Why this dinner works
Most weeknight one-pot dinners ask you to choose between two evils: a five-ingredient bowl that tastes like the inside of a saucepan, or a recipe so layered it eats your entire evening. Avocado dip with new potatoes sits comfortably in the middle. It draws on Australian traditions where building flavor in stages — aromatics, then spice, then the slow swell of liquid into starch — is just how dinner gets made on a regular Tuesday.
The whole thing comes together in about 36 minutes in a single soup pot, which means dinner from idea to table is shorter than most podcast episodes. We've leaned on the everyday 9 ingredients listed below, but in the notes after the recipe you'll find the small swaps and shortcuts that make this dish forgiving when your fridge is half-empty.
Method
- Step 1. Whizz half the avocado flesh with the yogurt, lime and lemon juice and seasoning. Dice the remaining avocado, then gently stir into the whizzed mix with most of the lime zest. Cover, then chill until ready to serve.
- Step 2. Boil potatoes for 6 mins, then drain well and toss with olive oil, chilli powder and cumin seeds. Now set aside until half an hour before your guests arrive.
- Step 3. Heat oven to 200C/180C fan/gas 6, then roast potatoes for about 30 mins, shaking the tray halfway, until golden and tender.
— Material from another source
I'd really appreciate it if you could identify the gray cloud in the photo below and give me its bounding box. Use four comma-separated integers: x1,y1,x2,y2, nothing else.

Transfer the dip to one or two bowls, scatter with the remaining lime zest and serve with the hot potatoes, and tortilla chips for dipping.
Cook's notes
One pan, fewer dishes. Use the widest, heaviest soup pot you own with a tight-fitting lid. The wider base means faster browning at the start; the lid traps the gentle steam that finishes the dish without scorching the bottom.
Salt as you go. Season the aromatics, season the protein, season the liquid before it reduces. By the time you taste at the end, the only adjustment is usually acid — a squeeze of lemon, a splash of vinegar, a final crack of pepper.
Make it ahead. Like most one-pot dinners with australian roots, the leftovers are arguably better the next day. Cool quickly, refrigerate within two hours, and reheat gently with a splash of water or stock to loosen things back up.
Pairings & serving
This one feels best in a 4-bowl spread with a sharp green salad and something cold to drink. If you want to stretch it for unexpected company, double the liquid and a single starchy ingredient — rice, pasta, potatoes, depending on the recipe — and the whole pan grows without much extra work.
Original recipe inspiration: source.